The FTC filed a complaint in June 2014 against the Utah-based operation led by Philip Danielson, the Danielson Law Group and several closely associated companies and individuals, as part of an enforcement sweep targeting operations that fraudulently pitched loan modifications to consumers. 

The settlement announced with Linden Financial Group LLC ends the litigation. In the face of rising consumer complaints against Danielson Law Group, Linden Financial Group was formed to serve as the marketing arm for the defendants’ enterprise, the FTC contends. 

Linden Financial Group prepared and mailed ads for mortgage relief services that were designed to look like they were coming from lawyers in the recipients’ states. The FTC also alleges that Linden Financial Group received money from the payment processor set up to collect funds from consumers and then used this money to fund expenses and funnel cash to Philip Danielson and others.

In February, the FTC announced settlements with the other individual and corporate defendants in the case that resulted in orders banning the defendants from offering mortgage assistance relief services and from participating in the debt relief industry.

The defendants, according to the FTC, lured consumers into paying $500 to $3,900 by falsely promising that attorneys would negotiate loan modifications that would substantially reduce the consumers’ mortgage payments. 

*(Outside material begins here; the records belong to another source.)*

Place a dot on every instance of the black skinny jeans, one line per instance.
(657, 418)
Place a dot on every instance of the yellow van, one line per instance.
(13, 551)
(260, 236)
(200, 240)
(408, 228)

Under the proposed settlement, Linden Financial Group also is prohibited from violating the FTC’s Telemarketing Sales Rule, and is required to have competent and reliable evidence to support claims made about the benefits, performance, or efficacy of any financial product or service. The proposed order imposes a judgment of $28.6 million against Linden Financial Group and requires the company to turn over its financial accounts to the agency.